Bismillahirrahmanirrahim
Cenab-ı Hak (c.c), Mâide Suresi 51-53. ayetlerinde meâlen şöyle buyuruyor:
51 . Ey îmân edenler! Yahudileri ve hristiyanları (yahudilik ve hristiyanlık cihetiyle)dostlar edinmeyin!(1) Onlar birbirinin yârânıdırlar. Buna rağmen içinizden kim onları dost edinirse, artık şübhesiz o, onlardandır. Muhakkak ki Allah, zâlimler topluluğunu (inkârlarındaki ısrarları sebebiyle) hidâyete erdirmez.
52 . Şimdi kalblerinde bir hastalık (bir nifak) bulunanların: “Bize bir belâ gelmesinden korkuyoruz!” diyerek, (kâfirleri dost edinmek için) onların arasında koşuştuklarını görürsün. Fakat, umulur ki Allah, (peygamberine) zafer veya (münâfıklar hakkında) katından bir emir getirir de (onlar) içlerinde gizlediklerine pişmân olan kimseler olurlar.
53 . Îmân edenler ise (ehl-i kitâba dostluk gösteren münafıkların hâllerine şaşarak) şöyle derler: “Doğrusu kendilerinin, gerçekten sizinle berâber olduklarına bütün güçleriyle Allah’a yemîn edenler bunlar mıdır?” Onların amelleri boşa gitmiş, artık hüsrâna uğrayan kimseler olmuşlardır.

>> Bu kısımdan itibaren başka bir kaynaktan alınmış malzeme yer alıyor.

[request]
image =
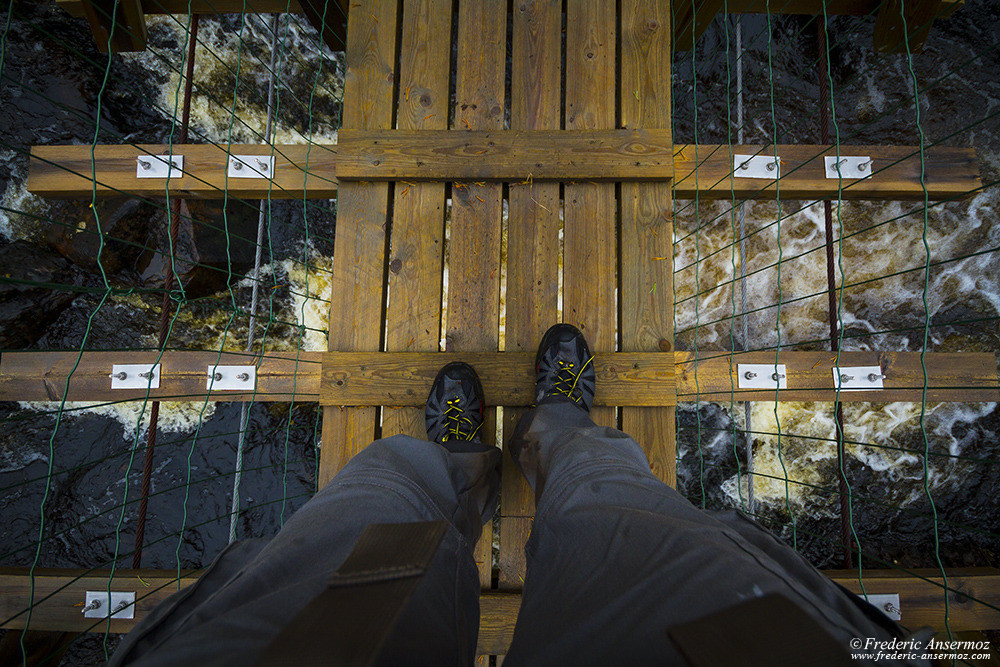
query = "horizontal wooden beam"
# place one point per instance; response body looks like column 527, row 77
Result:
column 404, row 378
column 705, row 170
column 973, row 599
column 966, row 377
column 41, row 376
column 510, row 155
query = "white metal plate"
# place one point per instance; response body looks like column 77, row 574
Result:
column 231, row 378
column 762, row 376
column 757, row 166
column 158, row 166
column 887, row 604
column 123, row 601
column 851, row 166
column 251, row 166
column 858, row 378
column 132, row 378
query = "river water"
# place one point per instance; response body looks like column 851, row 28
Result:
column 51, row 84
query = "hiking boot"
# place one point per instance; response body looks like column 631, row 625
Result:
column 455, row 405
column 564, row 368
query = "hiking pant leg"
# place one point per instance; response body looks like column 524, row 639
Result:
column 255, row 588
column 616, row 557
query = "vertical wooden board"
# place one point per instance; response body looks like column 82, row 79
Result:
column 532, row 245
column 474, row 252
column 590, row 265
column 413, row 315
column 362, row 218
column 647, row 223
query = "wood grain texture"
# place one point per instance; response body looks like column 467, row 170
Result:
column 416, row 247
column 70, row 171
column 359, row 254
column 953, row 376
column 590, row 242
column 647, row 309
column 506, row 155
column 973, row 602
column 950, row 172
column 473, row 319
column 532, row 246
column 41, row 376
column 404, row 378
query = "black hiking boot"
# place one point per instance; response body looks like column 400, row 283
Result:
column 564, row 367
column 455, row 405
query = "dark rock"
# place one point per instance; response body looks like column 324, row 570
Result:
column 35, row 286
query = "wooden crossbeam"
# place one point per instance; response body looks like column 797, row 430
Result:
column 967, row 377
column 705, row 170
column 506, row 155
column 973, row 601
column 404, row 378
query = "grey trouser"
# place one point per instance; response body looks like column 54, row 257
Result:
column 615, row 558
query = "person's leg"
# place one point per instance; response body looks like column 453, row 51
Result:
column 616, row 557
column 252, row 591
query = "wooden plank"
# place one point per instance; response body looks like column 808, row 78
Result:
column 647, row 312
column 590, row 262
column 954, row 376
column 532, row 248
column 41, row 376
column 950, row 172
column 117, row 25
column 65, row 171
column 473, row 319
column 893, row 35
column 413, row 317
column 973, row 601
column 69, row 171
column 506, row 155
column 404, row 378
column 359, row 255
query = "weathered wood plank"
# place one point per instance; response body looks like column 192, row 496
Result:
column 41, row 376
column 69, row 171
column 413, row 315
column 954, row 376
column 590, row 255
column 647, row 311
column 532, row 247
column 972, row 605
column 506, row 155
column 473, row 319
column 359, row 256
column 404, row 378
column 950, row 172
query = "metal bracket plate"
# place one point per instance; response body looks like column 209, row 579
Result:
column 231, row 378
column 133, row 376
column 851, row 166
column 762, row 376
column 858, row 378
column 888, row 604
column 159, row 166
column 757, row 166
column 99, row 604
column 251, row 166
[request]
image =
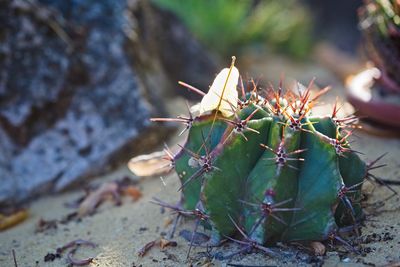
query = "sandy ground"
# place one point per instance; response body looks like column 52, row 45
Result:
column 120, row 231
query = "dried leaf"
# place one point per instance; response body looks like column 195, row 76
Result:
column 132, row 191
column 166, row 243
column 153, row 164
column 318, row 248
column 146, row 248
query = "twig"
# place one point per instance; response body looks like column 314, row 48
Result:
column 15, row 260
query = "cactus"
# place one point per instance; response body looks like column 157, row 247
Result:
column 267, row 167
column 380, row 24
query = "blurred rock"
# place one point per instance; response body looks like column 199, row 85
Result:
column 163, row 48
column 71, row 104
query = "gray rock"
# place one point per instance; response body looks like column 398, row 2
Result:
column 71, row 104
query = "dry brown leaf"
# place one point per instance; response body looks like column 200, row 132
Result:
column 152, row 164
column 7, row 221
column 132, row 191
column 318, row 248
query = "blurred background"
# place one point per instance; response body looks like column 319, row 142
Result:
column 79, row 80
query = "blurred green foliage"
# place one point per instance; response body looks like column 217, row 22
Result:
column 230, row 25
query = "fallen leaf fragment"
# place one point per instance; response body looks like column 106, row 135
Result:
column 163, row 243
column 318, row 248
column 132, row 191
column 8, row 221
column 153, row 164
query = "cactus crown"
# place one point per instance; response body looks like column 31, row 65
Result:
column 268, row 168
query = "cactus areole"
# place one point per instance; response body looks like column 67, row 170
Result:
column 266, row 167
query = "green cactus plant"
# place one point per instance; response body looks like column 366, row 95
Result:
column 270, row 170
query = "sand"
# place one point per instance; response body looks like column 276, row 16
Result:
column 120, row 231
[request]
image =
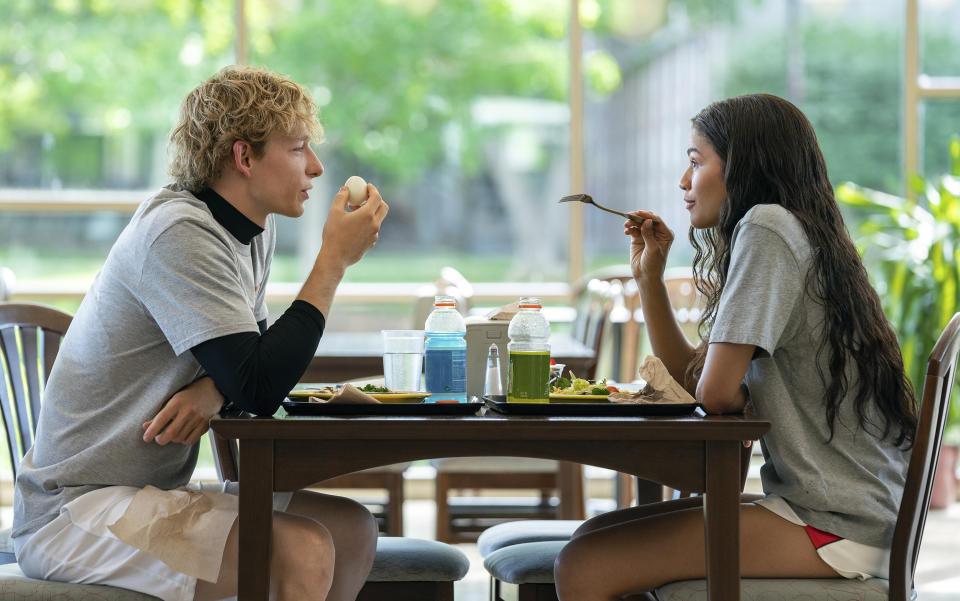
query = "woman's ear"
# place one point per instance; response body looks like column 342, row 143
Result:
column 242, row 157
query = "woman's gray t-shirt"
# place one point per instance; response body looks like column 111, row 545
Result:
column 852, row 485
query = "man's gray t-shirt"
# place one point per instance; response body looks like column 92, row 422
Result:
column 174, row 278
column 852, row 485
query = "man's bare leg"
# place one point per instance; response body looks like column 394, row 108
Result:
column 354, row 533
column 301, row 562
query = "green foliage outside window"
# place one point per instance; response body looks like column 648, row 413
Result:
column 912, row 249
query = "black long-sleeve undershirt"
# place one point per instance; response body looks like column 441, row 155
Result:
column 256, row 371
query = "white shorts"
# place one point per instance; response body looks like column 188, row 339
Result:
column 849, row 559
column 77, row 546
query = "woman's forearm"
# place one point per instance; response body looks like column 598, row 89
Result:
column 666, row 338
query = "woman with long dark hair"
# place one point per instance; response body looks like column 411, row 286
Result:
column 792, row 331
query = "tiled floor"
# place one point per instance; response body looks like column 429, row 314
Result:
column 938, row 571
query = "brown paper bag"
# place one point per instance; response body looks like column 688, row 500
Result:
column 184, row 528
column 660, row 388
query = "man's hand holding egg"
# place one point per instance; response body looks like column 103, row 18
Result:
column 358, row 191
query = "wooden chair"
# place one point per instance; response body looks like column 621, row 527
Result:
column 908, row 533
column 30, row 336
column 7, row 282
column 524, row 570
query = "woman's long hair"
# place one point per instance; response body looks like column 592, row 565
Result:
column 771, row 156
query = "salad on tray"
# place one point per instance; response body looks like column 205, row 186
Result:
column 578, row 386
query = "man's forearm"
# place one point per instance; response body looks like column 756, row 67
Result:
column 321, row 285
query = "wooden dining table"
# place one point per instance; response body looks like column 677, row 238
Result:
column 690, row 452
column 344, row 356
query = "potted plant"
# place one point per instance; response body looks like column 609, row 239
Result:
column 911, row 247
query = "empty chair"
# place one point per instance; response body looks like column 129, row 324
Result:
column 403, row 568
column 463, row 519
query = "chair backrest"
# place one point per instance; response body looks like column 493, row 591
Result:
column 593, row 307
column 30, row 336
column 934, row 406
column 7, row 282
column 450, row 283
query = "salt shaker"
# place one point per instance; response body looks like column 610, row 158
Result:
column 492, row 383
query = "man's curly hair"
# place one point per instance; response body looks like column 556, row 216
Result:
column 238, row 103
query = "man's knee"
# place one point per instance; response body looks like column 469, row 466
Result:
column 300, row 537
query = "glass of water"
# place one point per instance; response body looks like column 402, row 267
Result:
column 402, row 359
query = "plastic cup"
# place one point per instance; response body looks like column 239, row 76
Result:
column 402, row 359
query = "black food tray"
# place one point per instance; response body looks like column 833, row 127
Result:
column 302, row 408
column 498, row 403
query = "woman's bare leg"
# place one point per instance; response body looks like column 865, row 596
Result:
column 637, row 556
column 354, row 533
column 642, row 511
column 301, row 563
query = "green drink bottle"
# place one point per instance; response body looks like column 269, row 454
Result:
column 529, row 354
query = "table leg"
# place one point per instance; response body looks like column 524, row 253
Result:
column 256, row 519
column 721, row 513
column 570, row 483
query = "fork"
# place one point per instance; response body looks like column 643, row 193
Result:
column 587, row 199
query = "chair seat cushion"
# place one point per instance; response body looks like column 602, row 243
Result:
column 495, row 465
column 402, row 559
column 14, row 585
column 524, row 563
column 784, row 589
column 524, row 531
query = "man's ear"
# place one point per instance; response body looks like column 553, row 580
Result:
column 242, row 156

1- “Zamân-ı saâdette (Peygamber Efendimiz Aleyhissalâtü Vesselâm devrinde), bir inkılâb-ı azîm-i dînî vücûda geldi (büyük bir dînî inkılâb oldu). Bütün ezhânı (zihinleri) nokta-i dîne çevirdiğinden, bütün muhabbet ve adâveti (düşmanlığı) o noktada toplayıp, muhabbet ve adâvet ederlerdi. Onun için, gayr-ı müslimlere olan muhabbetten nifak (münâfıklık) kokusu geliyordu.” (Mektûbât, Münâzarât, 359)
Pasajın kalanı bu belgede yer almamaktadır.